Hier soir, Carles Puigdemont, le président de la Catalogne, a annoncé devant son Parlement qu’à la suite des résultats du récent référendum, il proclamerait l’indépendance de son pays.
On devine l’émotion de ceux qui militent pour cette cause et pour tous ces Catalans qui se demandent pourquoi leur pays ne serait pas souverain comme tant d’autres le sont.
Il faut toutefois demeurer lucide. C’était peut-être un moment historique. C’était surtout une déclaration stratégique et symbolique, tout à la fois. L’indépendance, mais pas maintenant.
Puigdemont sait que s’il proclame l’indépendance d’un coup, il s’isolera terriblement. Il veut donc susciter des négociations. Quand on n’a pas la force avec soi, on essaye d’avoir l’avantage moral.
En gros, il veut forcer l’Espagne à négocier. On ne sait pas ce qui sortirait de ces négociations. Peut-être davantage d’autonomie pour la Catalogne ? Si l’Espagne ne négocie pas, il agira probablement unilatéralement. Le chemin vers l’indépendance n’est jamais simple.
Catalogne
Nous entendrons dans les prochains jours les nations indépendantes expliquer aux nations qui ne le sont pas encore que l’indépendance ne vaut pas le coup. Les Québécois connaissent la chanson.
Mais redisons-le, il faut éviter de plaquer sur la situation catalane une grille de lecture qui ne lui convient pas. La Catalogne n’est pas le Québec. Toutes les questions nationales ne sont pas interchangeables.
Ce n’est pas parce qu’on est favorable à l’indépendance du Québec qu’on doit être systématiquement en faveur de celle de la Catalogne, de l’Écosse, ou de n’importe quel territoire aspirant à la souveraineté.

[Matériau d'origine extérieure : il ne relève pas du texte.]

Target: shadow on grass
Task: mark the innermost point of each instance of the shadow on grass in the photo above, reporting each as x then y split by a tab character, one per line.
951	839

L’Espagne n’est pas comme le Canada un État artificiel construit à la manière d’une fédération broche à foin. C’est un vrai pays et on constate qu’il est prêt à tout pour conserver son unité, même à utiliser la force de manière décomplexée.
Les Catalans risquent de tout perdre en se jetant dans le vide sans filet. En fait, ils pensaient en avoir un : l’Union européenne. Ils s’imaginaient que cette dernière forcerait Madrid à négocier avec Barcelone.
Ce n’est manifestement pas ce qui arrive pour l’instant. Elle s’en lave les mains. Mais ce n’est pas surprenant. Le réflexe le plus fort, c’est celui de l’ordre établi. On redoute une épidémie de séparatismes. En sera-t-il de même dans les prochains jours ?
Cela en pousse plusieurs à déverser leur mépris sur la Catalogne, en réduisant ses aspirations à une pulsion archaïque presque raciste.
Conflit
La meilleure manière de nier le droit à l’autodétermination d’une nation, c’est encore de prétendre que ce n’est pas une nation. On lui prête au mieux une identité régionale plutôt folklorique.
Certains ajoutent que les Catalans ne sont pas vraiment opprimés. Mais doit-on pour autant réserver l’indépendance aux peuples écrasés par un occupant sans pitié ? Faut-il avoir une botte sur la joue pour avoir le droit d’accéder au concert des nations ?
Nous sommes devant un conflit de légitimité entre un État souverain qui veut conserver son unité à tout prix et une nation qui veut être reconnue à part entière et qui croit que son heure historique est enfin arrivée.